Forsmark, c’est actuellement trois réacteurs à eau bouillante et un centre de stockage de déchets radioactifs de faible et moyenne activité en subsurface. En prévision, un nouveau centre d’entreposage définitif pour les déchets hautement radioactifs (le principe est retenu mais la décision parlementaire tarde).

À Vatenfall (fournisseur d’énergie) la gestion de la production électrique et à SKB (Svensk Kärnbränslehantering AB), l’organisme suédois de gestion de l’énergie et des déchets nucléaires, le « gardiennage » des déchets.

On accède au site souterrain de stockage des déchets radioactifs par une rampe qu’empruntent quasi quotidiennement des conteneurs d’une centaine de tonnes (du fait de leur blindage) chargés de déchets de faible ou moyenne activité à vie courte provenant de centrales nucléaires, d’hôpitaux, de diverses industries et de labos de recherches. C’est à une cinquantaine de mètres de profondeur, dans la roche, sous la Baltique, que ce complexe s’étend sur quelque 63 000 m2. Des fûts d’acier et des blocs de béton contenant divers déchets sont entreposés dans de vastes cavités. Les parois sont tendues d’une sorte d’immense toile blanche conférant à l’ensemble une atmosphère aseptisée, bizarrement propre, bref, l’impression que le temps s’est positionné en mode pause… attendant quoi ? La fin des 100 000 ans d’entreposage nécessaire à la désintégration radioactive des déchets de haute activité à vie longue ? 100 000 ans ! Quelque 1 250 générations !

Bergsal i SFR. Foto: Sven Tideman.

Les géologues sont affirmatifs, les filons de granit de cette région sont suffisamment stables, homogènes, secs et pratiquement sans failles pour servir d’écran aux radiations.

C’est également sur le site de Forsmark qu’un centre de stockage définitif pour combustibles usés sera aménagé (la Suède a décidé de ne pas retraiter ses combustibles irradiés). Les travaux devraient démarrer d’ici quelques années. Il faudra dix ans pour mener à bien la construction de cette installation de stockage profond en couche géologique. Le complexe (60 km de tunnels et des cavités pouvant accueillir 6 000 conteneurs dans des alvéoles) couvrira 4 km2 à 500 mètres de profondeur dans la roche cristalline.

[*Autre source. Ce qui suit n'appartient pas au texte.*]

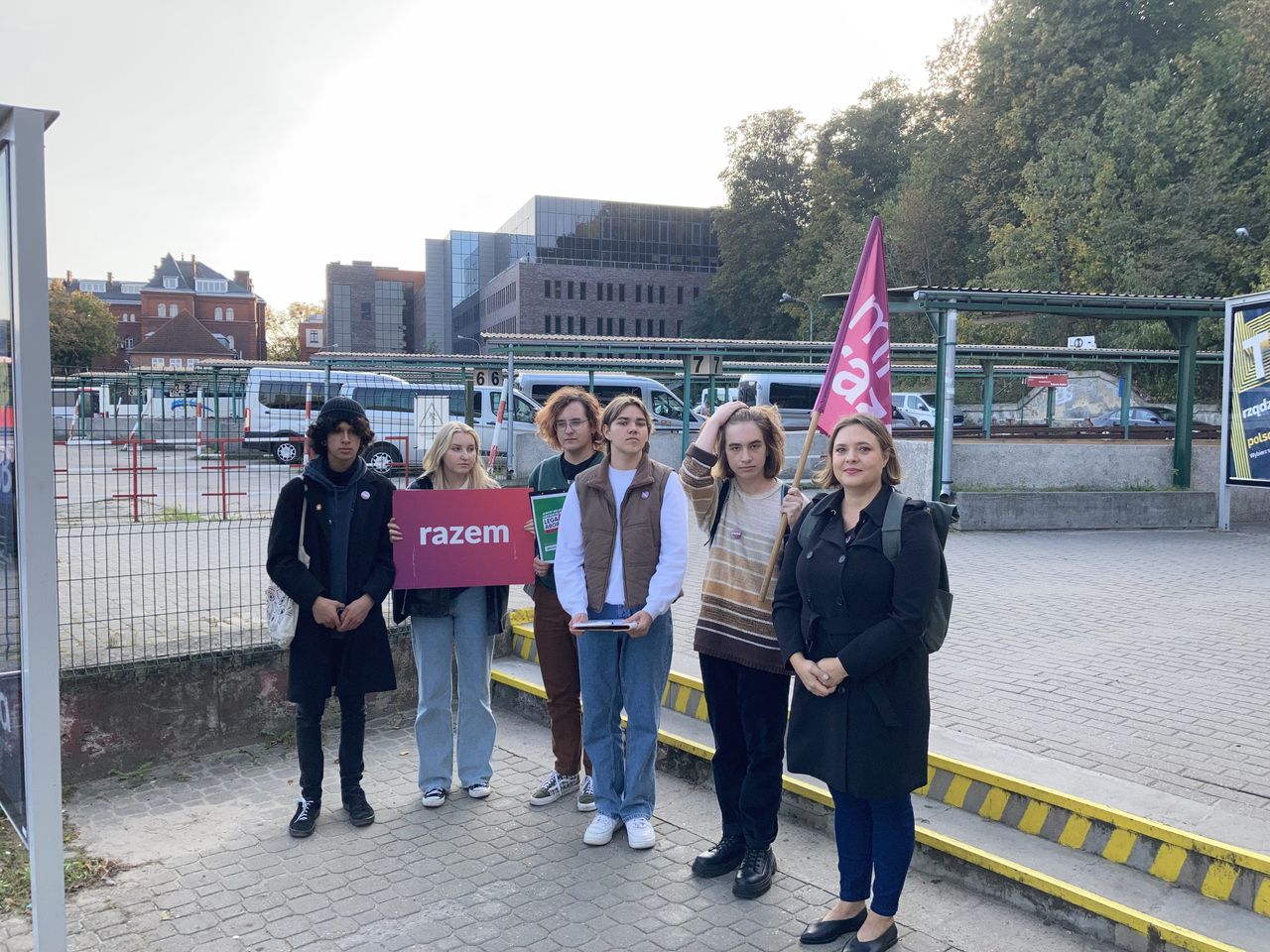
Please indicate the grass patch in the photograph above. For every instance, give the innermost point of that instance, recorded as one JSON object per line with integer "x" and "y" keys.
{"x": 81, "y": 870}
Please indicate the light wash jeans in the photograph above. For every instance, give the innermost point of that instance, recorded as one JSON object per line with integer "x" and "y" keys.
{"x": 460, "y": 635}
{"x": 619, "y": 671}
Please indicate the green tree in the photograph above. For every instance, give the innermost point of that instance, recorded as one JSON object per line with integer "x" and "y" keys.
{"x": 80, "y": 329}
{"x": 282, "y": 329}
{"x": 767, "y": 180}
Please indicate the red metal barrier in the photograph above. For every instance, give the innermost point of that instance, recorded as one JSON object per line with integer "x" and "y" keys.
{"x": 222, "y": 467}
{"x": 136, "y": 495}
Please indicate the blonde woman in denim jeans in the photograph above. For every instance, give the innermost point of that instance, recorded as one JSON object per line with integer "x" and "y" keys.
{"x": 621, "y": 552}
{"x": 456, "y": 624}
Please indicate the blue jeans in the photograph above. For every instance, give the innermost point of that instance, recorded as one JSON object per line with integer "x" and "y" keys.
{"x": 460, "y": 635}
{"x": 875, "y": 842}
{"x": 619, "y": 671}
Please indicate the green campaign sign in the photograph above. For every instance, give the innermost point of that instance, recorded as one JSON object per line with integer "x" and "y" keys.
{"x": 547, "y": 522}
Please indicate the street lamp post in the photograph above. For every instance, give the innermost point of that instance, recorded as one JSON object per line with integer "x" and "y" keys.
{"x": 786, "y": 298}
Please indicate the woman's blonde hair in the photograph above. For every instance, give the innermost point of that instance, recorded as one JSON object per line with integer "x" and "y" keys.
{"x": 890, "y": 472}
{"x": 769, "y": 421}
{"x": 432, "y": 460}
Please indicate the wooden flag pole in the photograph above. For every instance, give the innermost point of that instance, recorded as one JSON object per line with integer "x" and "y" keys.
{"x": 798, "y": 483}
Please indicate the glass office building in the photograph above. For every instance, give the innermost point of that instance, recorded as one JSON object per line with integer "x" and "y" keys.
{"x": 562, "y": 231}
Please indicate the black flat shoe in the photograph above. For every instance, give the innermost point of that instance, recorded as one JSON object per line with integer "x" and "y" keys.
{"x": 720, "y": 858}
{"x": 754, "y": 876}
{"x": 832, "y": 929}
{"x": 879, "y": 944}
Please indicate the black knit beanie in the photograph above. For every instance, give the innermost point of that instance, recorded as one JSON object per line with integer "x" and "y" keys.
{"x": 341, "y": 411}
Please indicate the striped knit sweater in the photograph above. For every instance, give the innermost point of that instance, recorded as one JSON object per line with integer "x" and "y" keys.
{"x": 735, "y": 624}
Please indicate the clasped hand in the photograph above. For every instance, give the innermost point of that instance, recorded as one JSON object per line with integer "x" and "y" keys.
{"x": 821, "y": 678}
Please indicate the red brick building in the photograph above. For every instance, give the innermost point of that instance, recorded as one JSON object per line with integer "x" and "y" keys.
{"x": 230, "y": 311}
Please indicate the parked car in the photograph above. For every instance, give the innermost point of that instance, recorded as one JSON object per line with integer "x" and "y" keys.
{"x": 281, "y": 403}
{"x": 667, "y": 408}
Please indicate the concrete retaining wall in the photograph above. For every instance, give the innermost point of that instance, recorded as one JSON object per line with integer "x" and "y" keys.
{"x": 1086, "y": 511}
{"x": 121, "y": 717}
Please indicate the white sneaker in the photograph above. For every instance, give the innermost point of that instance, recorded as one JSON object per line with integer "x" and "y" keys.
{"x": 587, "y": 796}
{"x": 601, "y": 830}
{"x": 640, "y": 833}
{"x": 553, "y": 787}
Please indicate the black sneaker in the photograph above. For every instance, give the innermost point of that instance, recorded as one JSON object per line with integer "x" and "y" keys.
{"x": 305, "y": 819}
{"x": 359, "y": 812}
{"x": 754, "y": 876}
{"x": 720, "y": 858}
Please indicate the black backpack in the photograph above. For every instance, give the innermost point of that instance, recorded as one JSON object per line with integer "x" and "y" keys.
{"x": 935, "y": 626}
{"x": 724, "y": 490}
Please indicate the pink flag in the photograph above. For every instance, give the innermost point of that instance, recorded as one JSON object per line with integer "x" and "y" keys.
{"x": 858, "y": 375}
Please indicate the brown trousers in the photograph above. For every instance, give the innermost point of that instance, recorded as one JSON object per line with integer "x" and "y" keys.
{"x": 558, "y": 658}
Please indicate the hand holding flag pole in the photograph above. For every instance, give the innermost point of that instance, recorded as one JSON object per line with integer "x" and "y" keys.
{"x": 858, "y": 375}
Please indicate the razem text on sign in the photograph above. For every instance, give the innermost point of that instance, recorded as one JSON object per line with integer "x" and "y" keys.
{"x": 458, "y": 537}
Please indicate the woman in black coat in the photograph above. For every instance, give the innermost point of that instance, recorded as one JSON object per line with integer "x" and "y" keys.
{"x": 340, "y": 638}
{"x": 849, "y": 627}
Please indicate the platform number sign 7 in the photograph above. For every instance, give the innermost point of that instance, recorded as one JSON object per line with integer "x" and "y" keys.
{"x": 706, "y": 365}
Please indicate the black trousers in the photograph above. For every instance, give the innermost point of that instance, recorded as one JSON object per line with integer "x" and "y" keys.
{"x": 748, "y": 710}
{"x": 352, "y": 743}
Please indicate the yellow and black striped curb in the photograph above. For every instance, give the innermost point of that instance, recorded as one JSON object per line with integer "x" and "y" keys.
{"x": 1215, "y": 870}
{"x": 1157, "y": 933}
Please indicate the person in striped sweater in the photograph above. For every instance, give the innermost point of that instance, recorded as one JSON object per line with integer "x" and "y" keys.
{"x": 730, "y": 479}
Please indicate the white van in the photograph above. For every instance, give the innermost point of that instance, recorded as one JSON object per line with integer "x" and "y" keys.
{"x": 793, "y": 394}
{"x": 667, "y": 408}
{"x": 276, "y": 417}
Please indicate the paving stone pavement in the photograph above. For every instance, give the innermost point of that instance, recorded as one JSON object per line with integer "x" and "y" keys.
{"x": 1139, "y": 655}
{"x": 207, "y": 865}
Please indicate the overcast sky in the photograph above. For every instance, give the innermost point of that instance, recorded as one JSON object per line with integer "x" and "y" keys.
{"x": 277, "y": 136}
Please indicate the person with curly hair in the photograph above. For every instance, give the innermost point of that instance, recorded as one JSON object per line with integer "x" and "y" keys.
{"x": 340, "y": 642}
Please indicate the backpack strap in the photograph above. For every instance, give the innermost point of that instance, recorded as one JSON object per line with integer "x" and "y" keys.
{"x": 721, "y": 502}
{"x": 890, "y": 526}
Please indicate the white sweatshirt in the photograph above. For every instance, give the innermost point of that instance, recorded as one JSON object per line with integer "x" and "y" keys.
{"x": 672, "y": 561}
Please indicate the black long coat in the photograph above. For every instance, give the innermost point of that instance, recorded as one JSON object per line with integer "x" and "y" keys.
{"x": 366, "y": 664}
{"x": 844, "y": 599}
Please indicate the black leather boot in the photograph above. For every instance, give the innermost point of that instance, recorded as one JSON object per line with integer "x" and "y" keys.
{"x": 720, "y": 858}
{"x": 754, "y": 876}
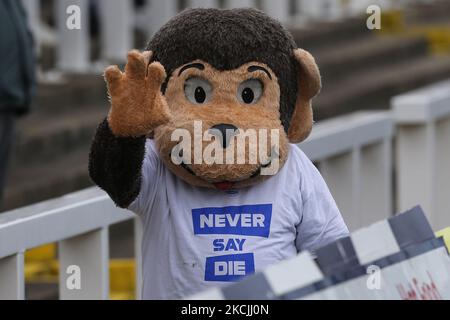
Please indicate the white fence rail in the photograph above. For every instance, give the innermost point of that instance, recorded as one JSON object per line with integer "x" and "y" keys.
{"x": 79, "y": 223}
{"x": 423, "y": 151}
{"x": 354, "y": 156}
{"x": 353, "y": 153}
{"x": 119, "y": 17}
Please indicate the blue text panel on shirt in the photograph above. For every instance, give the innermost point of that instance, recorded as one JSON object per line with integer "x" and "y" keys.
{"x": 229, "y": 267}
{"x": 247, "y": 220}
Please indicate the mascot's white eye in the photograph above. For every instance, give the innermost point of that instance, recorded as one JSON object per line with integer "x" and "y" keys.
{"x": 197, "y": 90}
{"x": 250, "y": 91}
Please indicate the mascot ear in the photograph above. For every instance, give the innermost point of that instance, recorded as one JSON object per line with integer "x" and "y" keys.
{"x": 309, "y": 85}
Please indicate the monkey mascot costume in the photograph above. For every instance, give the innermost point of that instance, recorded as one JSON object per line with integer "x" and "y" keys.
{"x": 225, "y": 80}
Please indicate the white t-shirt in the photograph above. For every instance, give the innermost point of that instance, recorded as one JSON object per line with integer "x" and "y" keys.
{"x": 196, "y": 238}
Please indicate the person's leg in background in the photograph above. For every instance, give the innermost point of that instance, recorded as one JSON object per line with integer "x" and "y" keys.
{"x": 7, "y": 125}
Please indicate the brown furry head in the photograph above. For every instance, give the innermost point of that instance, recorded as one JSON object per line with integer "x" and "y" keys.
{"x": 238, "y": 70}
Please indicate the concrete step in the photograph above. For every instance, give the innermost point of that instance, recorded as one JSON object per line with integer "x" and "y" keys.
{"x": 42, "y": 137}
{"x": 336, "y": 63}
{"x": 73, "y": 92}
{"x": 330, "y": 34}
{"x": 27, "y": 184}
{"x": 373, "y": 88}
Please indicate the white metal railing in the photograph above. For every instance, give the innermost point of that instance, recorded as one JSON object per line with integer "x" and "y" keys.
{"x": 119, "y": 17}
{"x": 79, "y": 223}
{"x": 353, "y": 154}
{"x": 423, "y": 151}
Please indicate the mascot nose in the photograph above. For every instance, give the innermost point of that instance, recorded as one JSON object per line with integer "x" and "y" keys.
{"x": 225, "y": 132}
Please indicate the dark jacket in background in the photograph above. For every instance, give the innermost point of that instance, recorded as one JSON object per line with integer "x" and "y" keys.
{"x": 17, "y": 60}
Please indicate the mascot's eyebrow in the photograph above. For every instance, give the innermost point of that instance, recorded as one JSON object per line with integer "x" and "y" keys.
{"x": 192, "y": 65}
{"x": 259, "y": 68}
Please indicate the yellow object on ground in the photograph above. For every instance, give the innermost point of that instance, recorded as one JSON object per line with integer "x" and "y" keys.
{"x": 43, "y": 253}
{"x": 41, "y": 266}
{"x": 446, "y": 235}
{"x": 122, "y": 275}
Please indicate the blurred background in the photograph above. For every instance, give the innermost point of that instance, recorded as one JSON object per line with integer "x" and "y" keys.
{"x": 60, "y": 97}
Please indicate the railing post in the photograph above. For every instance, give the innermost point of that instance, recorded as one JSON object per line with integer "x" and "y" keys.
{"x": 159, "y": 12}
{"x": 116, "y": 28}
{"x": 84, "y": 259}
{"x": 33, "y": 9}
{"x": 230, "y": 4}
{"x": 342, "y": 175}
{"x": 376, "y": 182}
{"x": 12, "y": 278}
{"x": 203, "y": 3}
{"x": 423, "y": 151}
{"x": 277, "y": 9}
{"x": 138, "y": 232}
{"x": 73, "y": 43}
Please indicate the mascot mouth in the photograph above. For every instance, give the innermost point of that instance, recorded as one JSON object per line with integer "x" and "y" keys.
{"x": 227, "y": 185}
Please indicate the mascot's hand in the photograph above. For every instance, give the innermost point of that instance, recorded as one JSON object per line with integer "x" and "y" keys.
{"x": 137, "y": 104}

Un cimetière pour nucléides !

Il faut s’arrêter un instant sur ces fameux « tubes » de cuivre de 5 m de long destinés à être confinés pour peu ou prou pour l’éternité… Leur fabrication requiert une haute technologie. Il s’agit de conteneurs en acier noir dans lesquels on place les crayons de combustibles usés. Ces conteneurs sont ensuite insérés dans des surconteneurs à enveloppe externe en cuivre d’une épaisseur de 5 cm. L’ensemble sera placé dans une alvéole creusée à même la roche comblée par de la bentonite. Bon séjour !

Les trois réacteurs à eau bouillante sont ce qu’ils sont, des merveilles de technologie quand tout fonctionne comme il se doit. L’intéressant à Forsmark, ce sont les études collatérales menées par des zoologistes, ichtyologistes et ornithologues sur le comportement environnemental de la flore et de la faune à proximité de la centrale. Pour refroidir les réacteurs, 140 000 litres d’eau à la seconde sont nécessaires pour chaque réacteur. Autant dire que ça pompe énormément et que la Baltique est largement sollicitée. Tandis que 140 000 litres d’eau entrent dans la centrale, 140 000 en sortent… mais nettement plus chaude. L’eau de refroidissement se déverse dans un étang artificiel avant de retrouver la Baltique. En cette matinée d’automne, l’eau de mer était à 10°, celle du déversoir, à plus de 20 ! Résultat : Une foultitude de poissons, de mammifères et d’oiseaux se reproduisent sur ce site artificiel et en fait un lieu de biodiversité d’exception.

Bild på Forsmark kärnkraftverk

 

 

Sur les levées artificielles de l’étang, les argousiers chargés de leurs petites baies orange sont légion.

Des colonies d’oiseaux nichent aux alentours : pygargue à queue blanche (orfraie), sterne, cormoran, grèbe, grèbe huppé, échassier, pingouin torda, harle bièvre, colvert, canard chipeau, souchet, oie cendrée, oie du Canada, héron cendré, plongeon arctique, cygne, cygne tuberculé, tadorne de Belon, sarcelle, fuligule milouin, fuligule morillon, eider, macreuse, garrot, foulque macroule, huîtrier, pluvier, vanneau, chevalier gambette, bécasseau, labbe, mouette rieuse, mouette pygmée, goéland argenté, goéland marin, sterne caspienne, guillemot à miroir, etc…

Les poissons font l’objet d’études très poussées : ablette, éperlan, lavaret, brème, anguille argentée, anguille jaune, vimba, perche, carpe, sandre, hareng de la Baltique, épinoche, gobie à tache noire, sprat, flétan, lotte, gardon, ide mélanote, grémille, etc…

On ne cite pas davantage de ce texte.